If you live in a multiple-story house, prepare a bed and space on the ground floor so that you can avoid the stairs when you first return.

Make sure the house is free of obstructions and hazards, including power cords, area rugs, clutter, and furniture. Focus on pathways, hallways, and other places you are likely to walk through.

Make sure that:

  • handrails are secure
  • a grab bar is available in the tub or shower

You may also require a bath or shower seat.

Get more details on how to prepare your home.

Some surgeons recommend using a CPM (continuous passive motion) machine in the hospital as well as at home while lying in bed.
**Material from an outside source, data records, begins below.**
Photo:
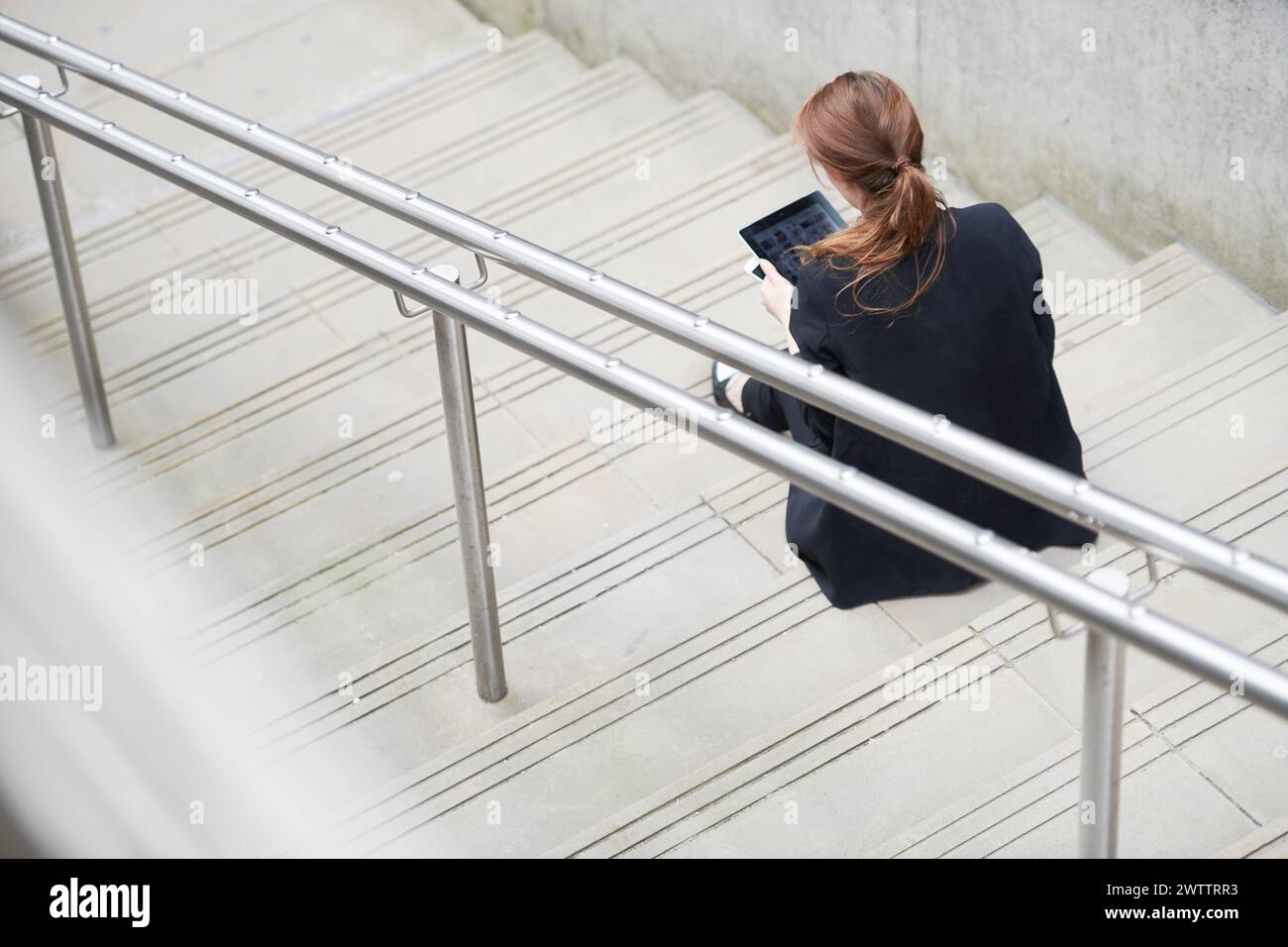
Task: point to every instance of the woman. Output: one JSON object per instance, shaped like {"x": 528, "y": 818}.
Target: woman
{"x": 939, "y": 308}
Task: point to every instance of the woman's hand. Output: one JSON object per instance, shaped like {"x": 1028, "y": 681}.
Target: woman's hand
{"x": 777, "y": 295}
{"x": 776, "y": 292}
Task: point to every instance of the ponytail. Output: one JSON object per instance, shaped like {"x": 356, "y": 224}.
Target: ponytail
{"x": 863, "y": 129}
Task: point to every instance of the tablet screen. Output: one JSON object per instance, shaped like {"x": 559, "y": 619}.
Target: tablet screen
{"x": 798, "y": 224}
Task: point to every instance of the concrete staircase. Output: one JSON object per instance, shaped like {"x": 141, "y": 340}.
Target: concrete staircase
{"x": 678, "y": 685}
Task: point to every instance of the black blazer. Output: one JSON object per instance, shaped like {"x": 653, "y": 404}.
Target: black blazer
{"x": 977, "y": 348}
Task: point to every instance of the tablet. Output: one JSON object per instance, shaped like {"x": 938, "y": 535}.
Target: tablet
{"x": 800, "y": 223}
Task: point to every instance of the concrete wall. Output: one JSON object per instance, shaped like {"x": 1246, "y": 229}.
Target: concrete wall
{"x": 1140, "y": 115}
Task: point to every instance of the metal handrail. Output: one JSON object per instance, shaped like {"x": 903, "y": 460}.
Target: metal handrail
{"x": 903, "y": 514}
{"x": 1003, "y": 467}
{"x": 1103, "y": 600}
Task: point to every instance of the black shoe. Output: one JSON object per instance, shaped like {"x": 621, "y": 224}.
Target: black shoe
{"x": 721, "y": 375}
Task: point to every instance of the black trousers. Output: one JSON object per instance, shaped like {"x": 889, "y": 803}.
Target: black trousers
{"x": 767, "y": 406}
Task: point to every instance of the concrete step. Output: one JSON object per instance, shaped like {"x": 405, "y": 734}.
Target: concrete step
{"x": 665, "y": 474}
{"x": 1069, "y": 245}
{"x": 136, "y": 342}
{"x": 267, "y": 58}
{"x": 655, "y": 471}
{"x": 854, "y": 776}
{"x": 1044, "y": 711}
{"x": 1267, "y": 841}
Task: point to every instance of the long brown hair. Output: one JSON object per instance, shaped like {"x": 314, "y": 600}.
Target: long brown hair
{"x": 863, "y": 129}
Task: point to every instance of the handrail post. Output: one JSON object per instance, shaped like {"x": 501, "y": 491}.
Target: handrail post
{"x": 1102, "y": 745}
{"x": 463, "y": 445}
{"x": 62, "y": 250}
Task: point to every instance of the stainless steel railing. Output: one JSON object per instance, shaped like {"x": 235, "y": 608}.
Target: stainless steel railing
{"x": 996, "y": 464}
{"x": 1103, "y": 602}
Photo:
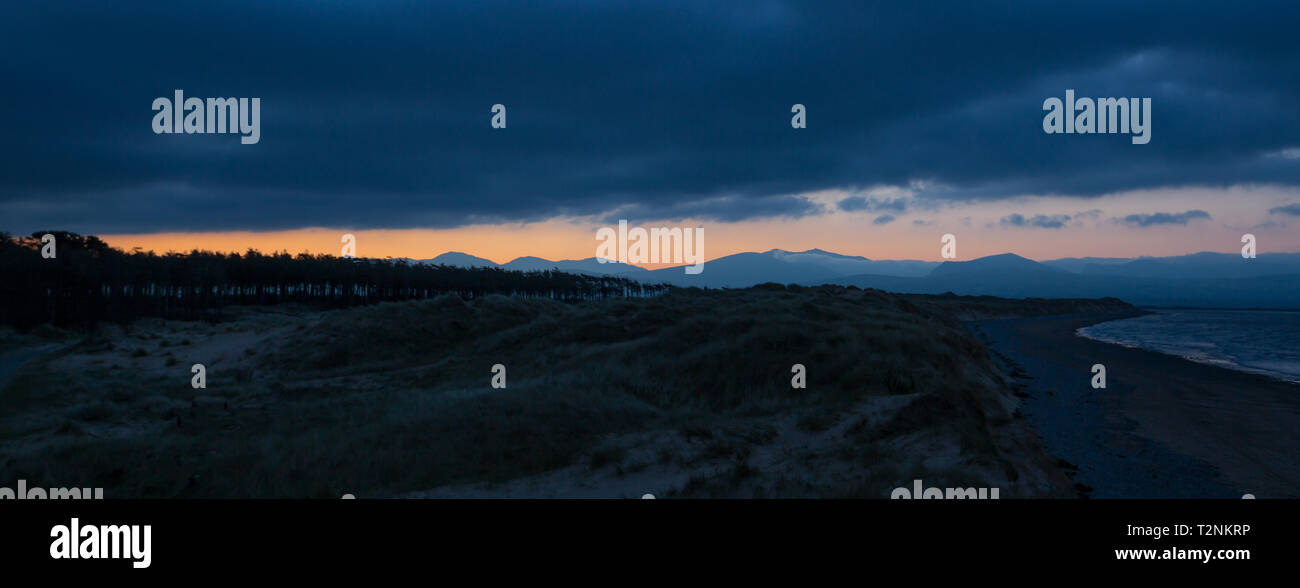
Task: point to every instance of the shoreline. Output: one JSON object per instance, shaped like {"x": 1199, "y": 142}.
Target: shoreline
{"x": 1164, "y": 427}
{"x": 1227, "y": 364}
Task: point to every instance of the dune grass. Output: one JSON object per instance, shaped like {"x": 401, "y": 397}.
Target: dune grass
{"x": 397, "y": 398}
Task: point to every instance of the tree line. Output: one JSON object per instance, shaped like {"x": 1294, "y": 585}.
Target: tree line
{"x": 89, "y": 281}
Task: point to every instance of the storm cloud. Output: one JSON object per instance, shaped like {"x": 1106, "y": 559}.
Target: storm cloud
{"x": 377, "y": 116}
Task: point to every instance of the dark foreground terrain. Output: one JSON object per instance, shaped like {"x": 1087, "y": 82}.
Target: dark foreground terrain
{"x": 683, "y": 394}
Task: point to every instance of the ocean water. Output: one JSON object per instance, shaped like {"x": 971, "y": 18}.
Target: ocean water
{"x": 1252, "y": 341}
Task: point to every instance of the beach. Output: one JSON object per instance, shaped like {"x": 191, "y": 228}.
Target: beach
{"x": 1164, "y": 427}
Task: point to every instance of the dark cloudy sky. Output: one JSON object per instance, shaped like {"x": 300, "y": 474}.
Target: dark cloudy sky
{"x": 919, "y": 115}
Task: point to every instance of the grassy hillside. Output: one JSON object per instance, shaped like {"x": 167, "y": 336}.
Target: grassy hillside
{"x": 681, "y": 394}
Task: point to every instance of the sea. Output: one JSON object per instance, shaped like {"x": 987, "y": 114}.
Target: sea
{"x": 1262, "y": 342}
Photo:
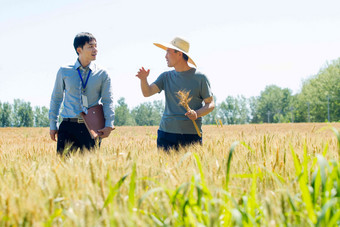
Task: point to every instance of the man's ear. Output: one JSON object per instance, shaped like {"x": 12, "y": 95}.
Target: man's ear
{"x": 79, "y": 49}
A CPM machine helps increase knee motion during the first few weeks after surgery.

It can:

  • slow the development of scar tissue
  • help you maximize your early range of motion following your operation

If you are sent home with a CPM machine you should use it exactly as prescribed.

Your doctor will prescribe any mobility equipment that you will need, such as a walker, crutches, or a cane.

Learn how knee surgery will affect your daily life during recovery.

Most patients require an assistive device (walker, crutches, or cane) for approximately 3 weeks after knee replacement surgery although this varies significantly from patient to patient.

You will also be able to do low-impact exercise such as riding a stationary bike, walking, and swimming after 6–8 weeks. Your physical therapist can advise you on introducing new activities during this time.

You should avoid running, jumping, as well as other high-impact activities.

Discuss with your orthopedic surgeon any questions concerning your activities.

Learn more about setting realistic expectations after surgery.

According to research, more than 82 percent of total knee replacements are still functioning 25 years later. However, wear and tear can adversely affect its performance and lifespan.

Younger people are more likely to need a revision at some point during their lifetime, mainly due to a more active lifestyle. Consult with a doctor about your particular situation.